Women and sports platform espnW, in partnership with Penalty and Netshoes, has launched a new campaign that illustrates inequality between men and women in sports. The objective is to draw attention to the gender gap in terms of investments, prize money and salaries.
The project, created by ad agency Africa, kicks off with a launch film featuring female athletes who are icons in Brazilian sports, such as volleyball players Jaqueline Silva, Virna Dias, Betina Schmidt and Camila Brait, soccer player Alline Calandrini, and freestyle football player Marisa Cintra. Called Inequality Balls, it the campaign includes exclusive balls that were produced by Penalty – the largest Brazilian sporting goods manufacturer - that will be sold and distributed all over Brazil by Netshoes, the leading sports online retailer in Latin America. The profit from the sales will be donated to female empowerment NGO Think Olga and others.
The initiative was born as an answer to a survey conducted by the British newspaper Sporting Intelligence in 2017 that analysed the salaries of 465 teams in 29 different leagues, in 16 countries for 9 different sports and highlighted the huge gender gap present in all sports. To draw the attention to the matter and prompt effective change, the project uses two colours in basketballs, soccer balls, handballs, and volleyballs as a visual representation of the differences between female and male athletes.
For instance, the basketball is based on the fact that a female basketball player gets paid up to 96 times less than a male player equal to her in technical level. In soccer, the balls draw the attention to the fact that the average pay of a single male player is bigger than the average pay of an entire team of twenty female players.

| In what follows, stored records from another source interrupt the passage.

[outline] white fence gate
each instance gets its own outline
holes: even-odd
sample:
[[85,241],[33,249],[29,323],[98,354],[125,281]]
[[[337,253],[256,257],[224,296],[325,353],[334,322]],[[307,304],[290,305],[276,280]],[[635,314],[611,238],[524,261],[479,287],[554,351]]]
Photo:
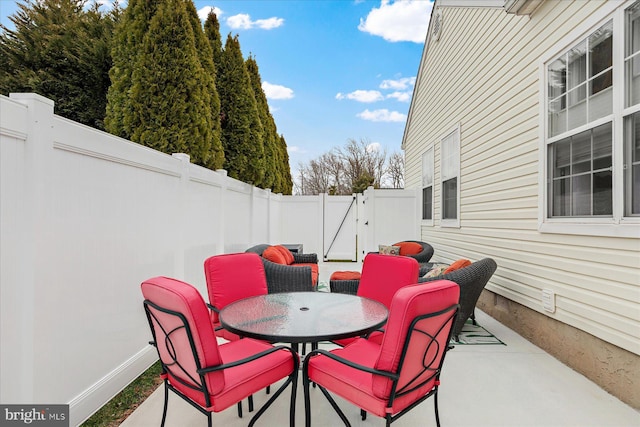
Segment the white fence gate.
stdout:
[[323,195],[323,250],[325,261],[358,260],[357,195]]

The line of balls show that differences are also present in handball: the average pay of female players in Europe is not higher than 34 thousand dollars, whilst the men are paid millions on average. Even in sports like tennis, in which the matter has been discussed for decades, some of the tournaments still propagate these differences. In some of them the value of prize money for women is half of the ones given to men.
Women’s volleyball draws the attention to a problem that goes beyond numbers. In this particular case, Inequality Balls initiative questions the difference of non-sexist content in men’s and women’s volleyball.